Pagi itu...
Ini pertama kalinya lagi Xander menginjakkan kakinya di kediaman Sanderix setelah 4 tahun yang lalu dia meninggalkan kediaman ini. Sebab selama 2 tahun setelah Zeevana pergi, hampir setiap hari Xander pergi ke rumah kakak angkatnya itu untuk menanyakan Zeevana dan saat itu jawabannya nihil. Di mansion ini, dimana dia banyak menghabiskan waktu disana, dia diberikan kasih sayang oleh Javier dan Savana. Disinilah dia bertemu dengan wanita yang ia cintai, Zeevana.
Xander menatap sekeliling mansion itu, tak ada yang berubah. Masih sama dan suasananya masih seperti dulu. Xander sangat merindukannya, apalagi saat ia kembali bersama Zeevana dan Aiden.
"Mom, Dad, Arsen." lirih Zeevana saat melihat tiga anggota keluarganya duduk di sofa ruang tengah.
"Grandma, grandpa, uncle Arsen!"
Arsen, Savana dan Javier langsung beranjak dari tempat duduk mereka saat melihat kedatangan Zeevana dan Aiden. Arsen langsung berlari menghampiri Aiden lalu menggendong anak laki-laki itu sampai ke atas. Betapa rindunya Arsen pada keponakannya itu, mereka sering video call tapi jarang bertemu.
"Uncle sangat rindu padamu jagoan!" Arsen masih mengangkat tubuh mungil Aiden lalu menggoyang-goyangkannya ke kiri ke kanan.
"Aku juga rindu uncle...tapi tolong jangan menggendongku begini uncle!

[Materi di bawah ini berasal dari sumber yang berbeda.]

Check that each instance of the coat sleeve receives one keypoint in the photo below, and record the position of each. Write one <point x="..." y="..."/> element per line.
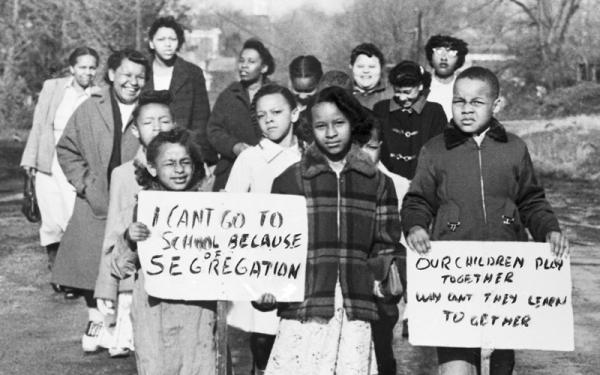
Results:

Aku malu!" kata Aiden pada pamannya itu.
Disisi lain, Zeevana sedang menyapa Savana dan Javier dengan pelukan. Xavier juga menyapa kedua mertua yang sebelumnya pernah menjadi kakak dan kakak iparnya dengan hangat. "Apa kabar ayah, ibu mertua?"
"Baik, silahkan duduk." Savana menyahut namun suaranya masih tidak bersahabat. Ya setidaknya wanita itu sudah mulai menunjukkan respon.
Mereka semua pun duduk di sofa ruang tengah, sambil bercanda gurau. Aiden menjadi sasaran dari Arsen dan Arsen selalu menjahilinya.
"Uncle... uncle sangat jahil seperti mommy...uncle nakal." Aiden berlari-larian mengitari ruang tengah itu. Arsen terus mengejarnya dengan senyum jahilnya, pria itu memegang bangkai kecoa di tangannya.
"Ayolah jagoan...kau tidak boleh takut pada cacing. Kau kan pemberani, kau bahkan tak takut hantu!" Arsen masih tersenyum menyeringai, dia masih mengejar Aiden.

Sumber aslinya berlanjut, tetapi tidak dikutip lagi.